The core metaphysical component here obviously consists of the fundamental elements of the Islamic worldview (i.e., the Islamic vision of man, nature and ultimate reality), while the auxiliary hypotheses provide guidance toward working out the implications of this worldview in empirical terms, for instance, the implications of (i) the Islamic vision of man for formulating a contemporary empirical Islamic psychology and epistemology, (20) (ii) the Islamic vision of nature for formulating an empirically fruitful alternative to Darwinian evolution, (21) (iii) the Islamic vision of ultimate reality for deciding between the Copenhagen instrumentalist and the Bohmian realist interpretation of quantum mechanics, (22) (iv) the Islamic medical methodological alternative to vivisection, (23) and so on and so forth. This research program pertains to both the ongoing conceptual clarification of various aspects of the Islamic worldview, and the concomitant working out of their empirical implications for Islamic science, technology and engineering. In short, a major cognitive function of this research program is to provide directions toward critical conceptual and empirical reevaluations of modern scientific theories which are found to be problematic from the perspective of the Islamic worldview, with a vision toward their eventual modification and even replacement with better theories if necessary.

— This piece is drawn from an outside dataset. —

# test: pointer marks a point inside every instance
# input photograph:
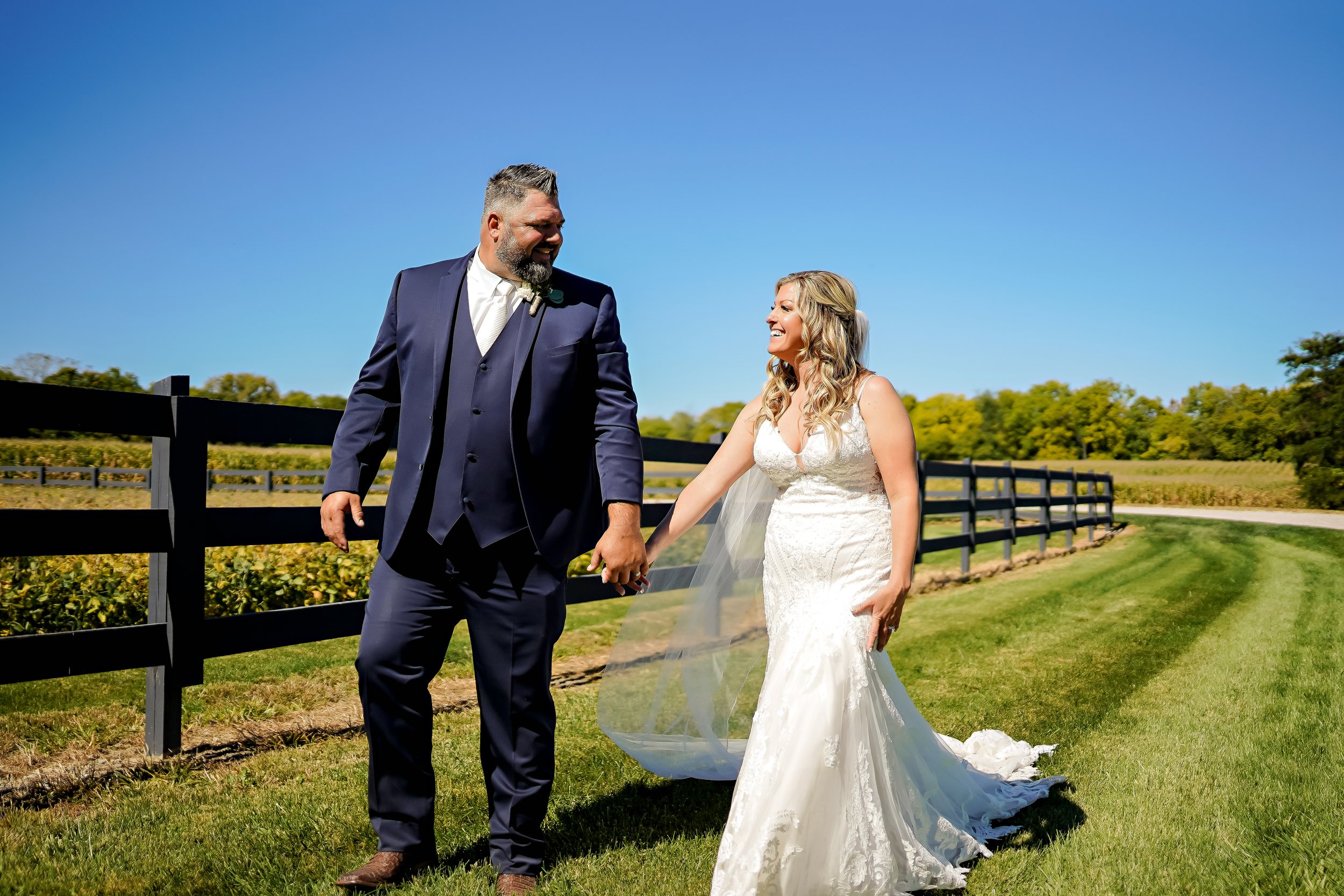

The articulation of this Islamic Science research program, conceived thus, necessarily requires critical, creative engagement at a deep theoretical level with modern science since it is the default science for which Islamic Science is proffered as the more viable alternative, at least for Muslims if not for humanity at large. Obviously, the ambitious scope of this research program for the revival of Islamic Science necessarily entails an interdisciplinary collaboration between scientists, technologists and engineers on the one hand, and historians, philosophers and sociologists of science on the other.